Обхватив пальцами рыжую голову, в высоком разнотравье лежал невесть откуда взявшийся Евстигнеев. Подальше в кустах стоял у берёзы его конь.
Бутаков присел, отвёл от головы руки: голова была цела, только над правой косицей пуля рассекла кожу. Та, которая свалила Евстигнеева, попала чуть пониже сердца и выточила из него немало крови, хотя и оставила в живых, – сердце билось, а из приоткрытого рта вырывалось короткое, со стонами, дыхание. Бутаков разрезал на нем гимнастерку и перевязал рану. Голову заматывать не стал – ничего страшного.
– Ничё, ничё, Мишк, ты полежи, – бубнил Бутаков, укладывая друга поудобнее. – Полежишь и пройдёт… Угораздило тя! Воды вот нету, беда, а то бы сразу…
Он нарезал ножом рыхлого лесного дёрна и обложил им голову раненого. Несколько комков положил на грудь – жар вытягивать, и всё ругал себя, что не стрельнул секундой раньше, не мертвянел бы теперь Михайло… Потом залез Евстигнееву в карман, где лежали документы, зачем-то посмотрел их и сунул обратно. Неловко и долго застёгивал пуговицу. Потом поднялся, переложил из Мишкиного карабина в свой патроны и пошёл к сосне, у которой упала Черепахина.
Там, конечно, было пусто – командира и мёртвого не положено бросать на поле боя, это и бандиты понимают.
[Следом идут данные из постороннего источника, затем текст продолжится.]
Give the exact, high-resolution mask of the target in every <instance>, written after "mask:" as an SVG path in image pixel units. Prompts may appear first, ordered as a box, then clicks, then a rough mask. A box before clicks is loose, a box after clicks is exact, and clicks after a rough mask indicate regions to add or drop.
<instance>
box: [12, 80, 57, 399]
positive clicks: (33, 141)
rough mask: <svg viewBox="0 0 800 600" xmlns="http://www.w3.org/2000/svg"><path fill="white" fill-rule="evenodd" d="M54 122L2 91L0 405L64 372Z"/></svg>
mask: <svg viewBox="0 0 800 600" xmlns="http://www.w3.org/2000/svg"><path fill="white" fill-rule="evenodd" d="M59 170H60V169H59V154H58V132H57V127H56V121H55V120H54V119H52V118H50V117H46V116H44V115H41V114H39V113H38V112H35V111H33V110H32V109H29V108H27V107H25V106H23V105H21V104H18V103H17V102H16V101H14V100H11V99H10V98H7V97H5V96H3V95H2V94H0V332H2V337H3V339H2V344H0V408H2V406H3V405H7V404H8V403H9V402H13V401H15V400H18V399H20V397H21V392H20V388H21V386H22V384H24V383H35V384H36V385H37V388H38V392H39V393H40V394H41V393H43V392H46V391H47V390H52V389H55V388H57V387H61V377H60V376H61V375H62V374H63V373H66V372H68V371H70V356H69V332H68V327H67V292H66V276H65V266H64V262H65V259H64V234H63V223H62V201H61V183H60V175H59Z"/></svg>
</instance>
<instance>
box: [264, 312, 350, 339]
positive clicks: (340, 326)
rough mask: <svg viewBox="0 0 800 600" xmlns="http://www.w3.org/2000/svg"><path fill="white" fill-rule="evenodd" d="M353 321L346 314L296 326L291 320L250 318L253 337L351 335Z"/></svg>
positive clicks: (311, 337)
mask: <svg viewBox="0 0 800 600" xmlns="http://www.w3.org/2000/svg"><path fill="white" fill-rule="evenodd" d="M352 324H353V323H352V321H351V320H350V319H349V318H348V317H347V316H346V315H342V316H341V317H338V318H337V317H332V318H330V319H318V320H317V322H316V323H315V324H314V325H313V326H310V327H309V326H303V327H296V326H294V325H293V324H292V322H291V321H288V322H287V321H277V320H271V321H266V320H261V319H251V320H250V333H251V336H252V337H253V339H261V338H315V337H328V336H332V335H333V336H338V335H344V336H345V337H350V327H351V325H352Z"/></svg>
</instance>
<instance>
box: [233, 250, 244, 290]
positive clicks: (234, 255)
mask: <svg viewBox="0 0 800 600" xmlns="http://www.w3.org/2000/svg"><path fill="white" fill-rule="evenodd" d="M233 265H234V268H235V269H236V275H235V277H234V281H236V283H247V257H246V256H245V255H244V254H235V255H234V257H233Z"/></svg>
Но трава у комля была неискатана, значит, кончилась атаманша сразу, раненый завсегда ещё поёрзает.
Бутаков оглядел кору на сосне и остался доволен своим выстрелом – пуля пошла туда, куда он и посылал её: пробила тело и застряла сразу же под корой. Он ножом ковырнул её и положил в карман – память останется: зверюга редкостная была.
Потом отвязал и привёл Мишкиного коня. То ли от перевязки, то ли от земной прохлады Евстигнееву стало лучше, он лежал, выпрямившись, и тускло смотрел на небо.
– Это ты, Митя? – спросил запинаясь.
– А то кто ишшо? Откель ты взялся здеся?
– Я там… быстро… малость пришибло только… И в круговую… Упускать… не хотелось… Думал, убили… тебя…
– Думал! – поддразнил Бутаков. – Тебя два раза на моих глазах свалили, и то… Ну, пойдём.
Он легко поднял на ладонях маленького по сравнению с ним Евстигнеева, посадил в седло и, придерживая его за здоровую руку, пошёл в направлении деревни, свободно уместив на плече оба карабина.
Вечером при лучине командир отряда Машарин писал в уезд донесение. Делал он это после каждого боя. Всегда тщательно обдумывая каждое слово, чтобы сообщить самое нужное. Лучина то вспыхивала, освещая его серьёзное, бородатое лицо, то гасла, чуть тлея, и тогда можно было видеть только силуэт его большой и сильной фигуры.
В избе душно, воздух тяжёлый, спёртый. Пахло карболкой и ещё чем-то по-больничному резким, но дверей не открывали, потому что и на полу, и на хозяйской кровати лежали раненые, белея в сумерках свежими бинтами.